Je relève que vous percevez n’être aujourd’hui qu’un objet fantasmatique sans lien avec de ce qui vous fait érotiquement vibrer, ce qui vous épanouit. De toute évidence, le jeu sensuel qui vous animait n'a plus d'existence pragmatique car le "contrat érotique" a été rompu. Le fétichisme qui vous émoustillait n'est plus celui qui vous est proposé, il s'y réfère, mais en diffère par ses ressorts érogènes "pervertis". Vous étiez co-metteuse en scène d'une théâtralité et l'on vous demande d'en être désormais la simple figurante. Exclue de la gestion du jeu érogène, en toute logique, vous n'y trouvez plus de sens.  

Vous dîtes j’aimerai être excitante pour ce que je suis et non pour ce que je porte. Cette revendication traduit la pénibilité de l'image que vous renvoie votre partenaire, image d'un objet et non plus d'un sujet érotique. L'objectification déshumanise, l'objet sexuel est un objet prostitutionnel, pornifié.
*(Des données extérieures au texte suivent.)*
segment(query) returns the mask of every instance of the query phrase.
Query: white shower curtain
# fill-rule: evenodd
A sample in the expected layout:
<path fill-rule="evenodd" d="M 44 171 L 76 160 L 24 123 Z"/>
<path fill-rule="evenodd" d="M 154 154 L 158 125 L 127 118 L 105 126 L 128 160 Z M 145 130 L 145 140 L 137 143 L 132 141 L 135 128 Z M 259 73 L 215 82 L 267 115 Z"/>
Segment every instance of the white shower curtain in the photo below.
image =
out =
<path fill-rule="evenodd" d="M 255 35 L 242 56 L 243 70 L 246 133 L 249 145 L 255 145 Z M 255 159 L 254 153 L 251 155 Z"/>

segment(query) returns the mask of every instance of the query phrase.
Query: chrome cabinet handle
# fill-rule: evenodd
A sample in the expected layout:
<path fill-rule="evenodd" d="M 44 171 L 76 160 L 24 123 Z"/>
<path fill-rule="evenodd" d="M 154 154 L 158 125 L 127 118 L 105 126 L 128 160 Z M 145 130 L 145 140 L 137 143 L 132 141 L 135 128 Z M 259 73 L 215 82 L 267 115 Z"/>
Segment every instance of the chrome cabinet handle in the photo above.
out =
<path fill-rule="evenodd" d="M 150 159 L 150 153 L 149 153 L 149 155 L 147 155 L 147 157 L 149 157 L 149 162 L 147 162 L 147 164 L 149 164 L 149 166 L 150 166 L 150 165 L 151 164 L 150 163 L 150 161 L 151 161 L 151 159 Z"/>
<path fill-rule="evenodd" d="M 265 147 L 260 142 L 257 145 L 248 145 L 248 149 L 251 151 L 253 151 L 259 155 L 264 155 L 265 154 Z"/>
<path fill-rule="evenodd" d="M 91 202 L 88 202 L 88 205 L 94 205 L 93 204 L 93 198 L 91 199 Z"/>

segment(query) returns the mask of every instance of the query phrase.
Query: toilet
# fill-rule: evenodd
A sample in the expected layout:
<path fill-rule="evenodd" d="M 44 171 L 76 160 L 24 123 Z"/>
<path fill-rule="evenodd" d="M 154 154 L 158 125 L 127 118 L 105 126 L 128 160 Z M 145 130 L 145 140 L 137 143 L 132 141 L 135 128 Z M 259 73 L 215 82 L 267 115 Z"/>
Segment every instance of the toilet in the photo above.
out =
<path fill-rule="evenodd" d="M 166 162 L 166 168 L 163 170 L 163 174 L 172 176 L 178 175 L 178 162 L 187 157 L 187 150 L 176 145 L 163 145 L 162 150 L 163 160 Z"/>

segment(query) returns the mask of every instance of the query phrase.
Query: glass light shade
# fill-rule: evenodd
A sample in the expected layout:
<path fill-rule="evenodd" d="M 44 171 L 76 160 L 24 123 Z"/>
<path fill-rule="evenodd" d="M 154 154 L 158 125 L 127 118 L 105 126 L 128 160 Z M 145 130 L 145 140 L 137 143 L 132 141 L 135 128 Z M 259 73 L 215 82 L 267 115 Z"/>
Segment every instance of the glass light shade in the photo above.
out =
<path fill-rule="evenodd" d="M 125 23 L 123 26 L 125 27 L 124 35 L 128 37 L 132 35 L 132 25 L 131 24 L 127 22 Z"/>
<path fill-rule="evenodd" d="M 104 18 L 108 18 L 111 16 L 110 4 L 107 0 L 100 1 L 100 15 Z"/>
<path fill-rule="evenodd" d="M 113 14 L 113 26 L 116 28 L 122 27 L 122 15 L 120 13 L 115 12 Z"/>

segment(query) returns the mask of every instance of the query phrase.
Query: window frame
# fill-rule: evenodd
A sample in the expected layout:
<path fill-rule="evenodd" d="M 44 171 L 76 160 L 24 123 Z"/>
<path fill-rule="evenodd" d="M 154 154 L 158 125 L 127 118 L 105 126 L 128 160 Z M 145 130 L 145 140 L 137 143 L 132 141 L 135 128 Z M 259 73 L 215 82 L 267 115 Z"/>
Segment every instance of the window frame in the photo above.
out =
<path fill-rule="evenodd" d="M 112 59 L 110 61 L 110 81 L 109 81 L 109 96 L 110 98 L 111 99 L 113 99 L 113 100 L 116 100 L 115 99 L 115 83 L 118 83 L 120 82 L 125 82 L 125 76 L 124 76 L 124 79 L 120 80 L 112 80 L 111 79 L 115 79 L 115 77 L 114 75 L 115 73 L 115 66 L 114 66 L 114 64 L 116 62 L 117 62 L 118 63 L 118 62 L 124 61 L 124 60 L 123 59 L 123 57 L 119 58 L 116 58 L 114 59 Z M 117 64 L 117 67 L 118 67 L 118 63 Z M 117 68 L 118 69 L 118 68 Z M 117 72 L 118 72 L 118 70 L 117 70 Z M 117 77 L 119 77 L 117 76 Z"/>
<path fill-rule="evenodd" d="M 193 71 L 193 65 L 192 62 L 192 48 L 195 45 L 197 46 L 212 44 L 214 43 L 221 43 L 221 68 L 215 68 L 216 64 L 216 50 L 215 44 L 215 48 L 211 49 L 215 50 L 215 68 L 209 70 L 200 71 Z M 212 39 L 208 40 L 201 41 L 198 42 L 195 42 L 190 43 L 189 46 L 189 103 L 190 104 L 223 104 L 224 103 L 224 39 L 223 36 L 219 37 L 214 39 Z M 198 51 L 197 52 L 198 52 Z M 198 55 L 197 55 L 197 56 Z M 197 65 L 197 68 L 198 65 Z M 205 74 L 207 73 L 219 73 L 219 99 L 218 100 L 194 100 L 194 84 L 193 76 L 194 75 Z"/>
Bien sûr, en l'état de la situation il est contreproductif, pour votre équilibre émotionnel, de vous soumettre, de consentir sans désir, ne serait-ce qu’une fois de temps en temps. Il faut maintenant agir et consulter rapidement un ou une sexologue.

Les réflexions proposées s’établissent sur les faits que vous rapportez. Pour poser un diagnostic il est indispensable d'avoir la vision la plus holistique possible de la situation et la consultation sexologique en couple est la seule option possible.